LOS ANGELES (Reuters) - A record 14 tons of marijuana, valued at over $22.6 million, was seized in the California desert at a checkpoint roughly 60 miles north of the U.S.-Mexico border, federal officials said on Friday.
Agents found the marijuana in 1,100 bundles concealed inside a tractor-trailer, marking the largest checkpoint cannabis seizure ever for the border patrol’s El Centro sector in Southern California, the agency said.
The bust on Wednesday also ranked as one of the biggest U.S. checkpoint seizures outside a border crossing nationwide, border patrol spokesman Jonathan Creiglow said.
“This is definitely exceptional,” Creiglow said, adding that the volume topped the amount of marijuana confiscated at the same checkpoint for all of 2009 and 2010 together.
Roughly 10,000 pounds of marijuana was seized in 2010 and 17,000 pounds in 2009, he said. An estimated 18,000 pounds have been confiscated so far this year, in addition to Wednesday’s seizure.
“This seizure is the largest seizure of marijuana in Imperial County,” Drug Enforcement Administration spokeswoman Amy Roderick said in an e-mail to Reuters.
Agents discovered the cannabis stashed in wooden crates after a canine team honed in on the trailer and agents scanned it for drugs.

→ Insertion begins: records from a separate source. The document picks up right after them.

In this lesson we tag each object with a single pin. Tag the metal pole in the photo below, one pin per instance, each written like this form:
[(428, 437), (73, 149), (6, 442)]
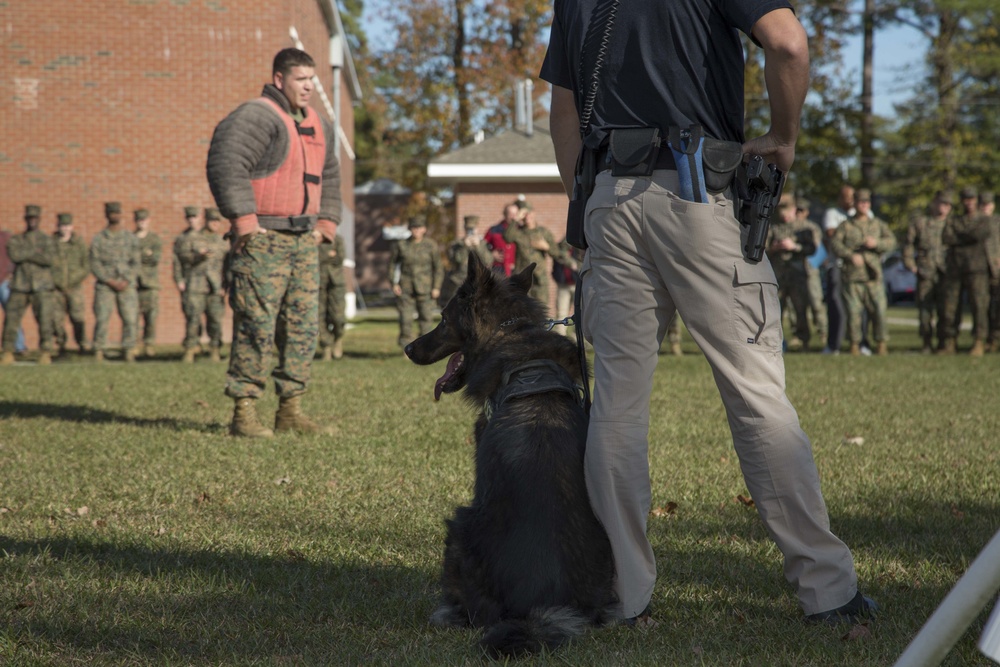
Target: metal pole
[(956, 612)]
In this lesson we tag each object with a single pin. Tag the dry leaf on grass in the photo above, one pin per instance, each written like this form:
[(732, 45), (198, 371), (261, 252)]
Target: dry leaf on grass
[(857, 633), (666, 510)]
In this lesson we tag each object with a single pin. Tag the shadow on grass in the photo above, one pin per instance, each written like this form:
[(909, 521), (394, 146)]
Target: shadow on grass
[(217, 605), (88, 415)]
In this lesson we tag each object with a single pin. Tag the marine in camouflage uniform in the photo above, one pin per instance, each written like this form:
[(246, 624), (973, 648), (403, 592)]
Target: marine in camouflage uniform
[(415, 264), (458, 258), (115, 260), (203, 253), (70, 267), (150, 251), (273, 170), (31, 285), (790, 243), (332, 295), (967, 266), (924, 255), (535, 244), (860, 242)]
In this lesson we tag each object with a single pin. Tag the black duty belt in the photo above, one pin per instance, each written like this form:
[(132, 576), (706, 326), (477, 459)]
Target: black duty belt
[(664, 160), (298, 224)]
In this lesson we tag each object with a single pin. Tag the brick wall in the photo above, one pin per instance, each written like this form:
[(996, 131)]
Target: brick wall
[(117, 100), (487, 200)]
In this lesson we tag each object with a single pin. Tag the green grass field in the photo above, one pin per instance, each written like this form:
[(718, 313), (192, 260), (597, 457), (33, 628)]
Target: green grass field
[(134, 531)]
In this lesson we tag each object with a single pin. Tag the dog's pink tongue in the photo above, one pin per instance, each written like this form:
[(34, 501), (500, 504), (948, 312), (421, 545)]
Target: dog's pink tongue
[(454, 363)]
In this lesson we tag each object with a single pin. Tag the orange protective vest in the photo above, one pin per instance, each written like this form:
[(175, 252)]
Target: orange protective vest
[(294, 188)]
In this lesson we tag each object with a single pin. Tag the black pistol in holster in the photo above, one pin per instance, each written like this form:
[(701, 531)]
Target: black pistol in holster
[(759, 188), (583, 187)]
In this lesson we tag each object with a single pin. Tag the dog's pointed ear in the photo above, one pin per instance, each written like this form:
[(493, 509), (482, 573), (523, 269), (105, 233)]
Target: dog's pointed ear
[(476, 268), (522, 281)]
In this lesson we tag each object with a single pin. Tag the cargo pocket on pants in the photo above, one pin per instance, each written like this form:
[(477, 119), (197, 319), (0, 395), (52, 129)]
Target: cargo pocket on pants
[(756, 310)]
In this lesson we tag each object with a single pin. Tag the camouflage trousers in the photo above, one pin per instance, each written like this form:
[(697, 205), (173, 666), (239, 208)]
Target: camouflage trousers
[(793, 289), (977, 284), (149, 308), (866, 297), (213, 308), (41, 306), (275, 299), (332, 312), (105, 302), (406, 303), (930, 305), (817, 304), (68, 302)]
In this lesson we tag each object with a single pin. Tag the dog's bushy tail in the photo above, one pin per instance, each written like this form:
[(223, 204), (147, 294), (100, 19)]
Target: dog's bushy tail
[(543, 628)]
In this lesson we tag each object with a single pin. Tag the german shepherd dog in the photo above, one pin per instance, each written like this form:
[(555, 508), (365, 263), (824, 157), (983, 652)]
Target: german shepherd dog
[(527, 561)]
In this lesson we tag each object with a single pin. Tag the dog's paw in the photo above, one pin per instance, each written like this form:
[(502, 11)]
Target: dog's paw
[(449, 616)]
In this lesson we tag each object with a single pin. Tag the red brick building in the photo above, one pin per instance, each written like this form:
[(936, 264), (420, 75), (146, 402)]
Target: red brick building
[(107, 100)]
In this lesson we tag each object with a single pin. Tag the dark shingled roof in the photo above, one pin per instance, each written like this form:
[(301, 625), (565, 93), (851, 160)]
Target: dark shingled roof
[(508, 147)]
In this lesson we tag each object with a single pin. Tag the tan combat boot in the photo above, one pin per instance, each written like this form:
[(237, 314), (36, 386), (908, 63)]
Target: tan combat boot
[(290, 418), (245, 423)]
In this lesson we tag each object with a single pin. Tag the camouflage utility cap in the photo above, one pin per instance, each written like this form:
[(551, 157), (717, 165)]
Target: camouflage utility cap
[(944, 197)]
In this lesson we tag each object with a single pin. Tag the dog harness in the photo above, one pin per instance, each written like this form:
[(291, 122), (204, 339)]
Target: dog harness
[(538, 376)]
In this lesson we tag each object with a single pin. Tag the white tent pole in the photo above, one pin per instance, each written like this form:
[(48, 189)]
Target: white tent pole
[(956, 612)]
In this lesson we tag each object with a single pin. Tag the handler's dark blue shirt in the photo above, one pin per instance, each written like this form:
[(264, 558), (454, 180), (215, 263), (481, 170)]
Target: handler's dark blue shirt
[(671, 62)]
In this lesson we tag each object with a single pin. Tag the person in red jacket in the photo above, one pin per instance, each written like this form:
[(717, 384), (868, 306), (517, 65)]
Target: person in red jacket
[(503, 252), (273, 171)]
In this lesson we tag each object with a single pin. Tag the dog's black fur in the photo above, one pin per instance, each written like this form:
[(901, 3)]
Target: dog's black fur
[(527, 560)]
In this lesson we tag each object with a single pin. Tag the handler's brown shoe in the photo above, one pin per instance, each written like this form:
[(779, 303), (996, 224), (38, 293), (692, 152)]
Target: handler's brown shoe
[(245, 423), (290, 418)]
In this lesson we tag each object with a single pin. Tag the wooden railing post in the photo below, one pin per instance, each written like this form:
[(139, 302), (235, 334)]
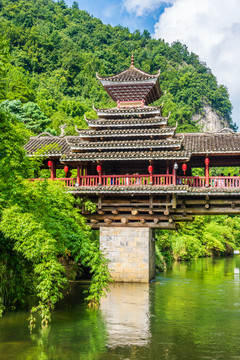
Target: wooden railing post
[(53, 170), (99, 170), (207, 171), (78, 175), (175, 167)]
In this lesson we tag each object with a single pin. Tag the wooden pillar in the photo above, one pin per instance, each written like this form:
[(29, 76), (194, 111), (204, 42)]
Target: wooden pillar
[(174, 170), (53, 170), (78, 175), (207, 171), (99, 170), (150, 170)]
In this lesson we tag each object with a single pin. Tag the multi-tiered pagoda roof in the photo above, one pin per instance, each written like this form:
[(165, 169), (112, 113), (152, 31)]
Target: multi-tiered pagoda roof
[(132, 132)]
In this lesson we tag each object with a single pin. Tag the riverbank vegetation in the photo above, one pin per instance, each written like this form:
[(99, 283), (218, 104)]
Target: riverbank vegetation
[(49, 55), (41, 232)]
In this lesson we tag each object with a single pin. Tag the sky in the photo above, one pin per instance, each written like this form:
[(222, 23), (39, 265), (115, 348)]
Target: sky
[(209, 28)]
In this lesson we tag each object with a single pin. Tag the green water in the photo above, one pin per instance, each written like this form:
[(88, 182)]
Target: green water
[(191, 312)]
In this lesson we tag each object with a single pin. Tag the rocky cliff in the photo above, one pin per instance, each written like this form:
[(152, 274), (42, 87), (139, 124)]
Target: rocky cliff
[(210, 121)]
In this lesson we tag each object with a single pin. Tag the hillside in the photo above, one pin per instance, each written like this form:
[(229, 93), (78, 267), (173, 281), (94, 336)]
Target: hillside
[(49, 55)]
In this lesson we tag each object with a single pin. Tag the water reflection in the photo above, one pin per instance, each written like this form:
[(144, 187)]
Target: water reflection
[(192, 312), (126, 314)]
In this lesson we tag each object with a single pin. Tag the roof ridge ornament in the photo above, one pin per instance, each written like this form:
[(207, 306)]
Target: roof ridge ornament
[(78, 131), (62, 128), (45, 133), (227, 130), (132, 60)]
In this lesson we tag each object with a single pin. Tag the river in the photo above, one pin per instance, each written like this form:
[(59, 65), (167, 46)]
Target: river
[(192, 311)]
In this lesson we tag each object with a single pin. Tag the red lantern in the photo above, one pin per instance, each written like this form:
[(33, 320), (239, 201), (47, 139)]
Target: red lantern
[(184, 167)]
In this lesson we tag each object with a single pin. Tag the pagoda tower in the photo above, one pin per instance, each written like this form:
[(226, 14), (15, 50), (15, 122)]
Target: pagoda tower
[(120, 147)]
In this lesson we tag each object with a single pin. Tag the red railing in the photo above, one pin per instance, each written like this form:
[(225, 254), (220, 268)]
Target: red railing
[(140, 180), (125, 180), (192, 181), (224, 181), (162, 180)]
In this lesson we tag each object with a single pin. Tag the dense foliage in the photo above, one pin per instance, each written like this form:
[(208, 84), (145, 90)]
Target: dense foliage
[(55, 52), (205, 236)]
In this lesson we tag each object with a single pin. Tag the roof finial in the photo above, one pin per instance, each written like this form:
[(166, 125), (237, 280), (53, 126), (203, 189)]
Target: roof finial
[(132, 60)]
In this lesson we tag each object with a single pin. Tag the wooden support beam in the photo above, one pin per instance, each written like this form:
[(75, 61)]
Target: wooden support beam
[(166, 212), (108, 221), (147, 217), (115, 211), (99, 202), (174, 201), (94, 221), (164, 225)]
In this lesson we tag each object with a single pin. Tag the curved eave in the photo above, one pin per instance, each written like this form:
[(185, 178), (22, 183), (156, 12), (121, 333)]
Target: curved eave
[(128, 155), (126, 123), (131, 144), (91, 134), (127, 111), (147, 91), (139, 75)]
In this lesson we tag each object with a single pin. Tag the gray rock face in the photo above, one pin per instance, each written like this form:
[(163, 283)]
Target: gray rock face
[(210, 121)]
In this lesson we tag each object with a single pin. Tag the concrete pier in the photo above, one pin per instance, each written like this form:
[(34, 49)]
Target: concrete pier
[(130, 251)]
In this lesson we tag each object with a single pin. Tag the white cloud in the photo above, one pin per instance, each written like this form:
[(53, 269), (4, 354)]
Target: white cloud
[(141, 7), (211, 29)]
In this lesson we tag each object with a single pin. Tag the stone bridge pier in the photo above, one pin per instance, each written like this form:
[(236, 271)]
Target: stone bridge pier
[(130, 251)]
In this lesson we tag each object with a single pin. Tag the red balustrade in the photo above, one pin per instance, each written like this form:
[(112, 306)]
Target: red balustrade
[(143, 180), (224, 181), (192, 181), (125, 180), (162, 180)]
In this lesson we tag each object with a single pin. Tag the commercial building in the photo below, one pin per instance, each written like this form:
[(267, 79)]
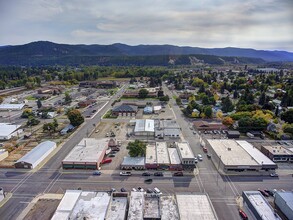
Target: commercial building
[(144, 127), (125, 110), (33, 158), (195, 206), (118, 206), (136, 206), (259, 206), (3, 154), (175, 162), (12, 107), (88, 154), (77, 204), (168, 208), (233, 134), (201, 125), (186, 155), (8, 131), (284, 202), (167, 129), (240, 156), (151, 208), (136, 163), (278, 153)]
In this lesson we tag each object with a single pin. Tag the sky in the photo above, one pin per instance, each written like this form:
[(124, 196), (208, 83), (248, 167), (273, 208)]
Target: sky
[(259, 24)]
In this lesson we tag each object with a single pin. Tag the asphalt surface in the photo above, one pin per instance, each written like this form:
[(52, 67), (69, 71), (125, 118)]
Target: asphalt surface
[(223, 190)]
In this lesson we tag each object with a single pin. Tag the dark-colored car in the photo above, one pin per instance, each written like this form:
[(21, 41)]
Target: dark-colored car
[(264, 193), (178, 174), (158, 174), (148, 181), (242, 214), (150, 191)]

California straddles a heavily trafficked route for powerful Mexican cartels smuggling marijuana, cocaine, heroin and methamphetamines into the United States to meet voracious demand for drugs.
Neither the border patrol nor the DEA would say where the trailer full of marijuana originated or what its intended destination may have been.
The checkpoint is located near Salton City, along the main route from the Mexican border town of Mexicali through the desert to Palm Springs.
A 35-year-old man who had been driving the large tractor-trailer was arrested and is now in DEA custody, according to the border patrol.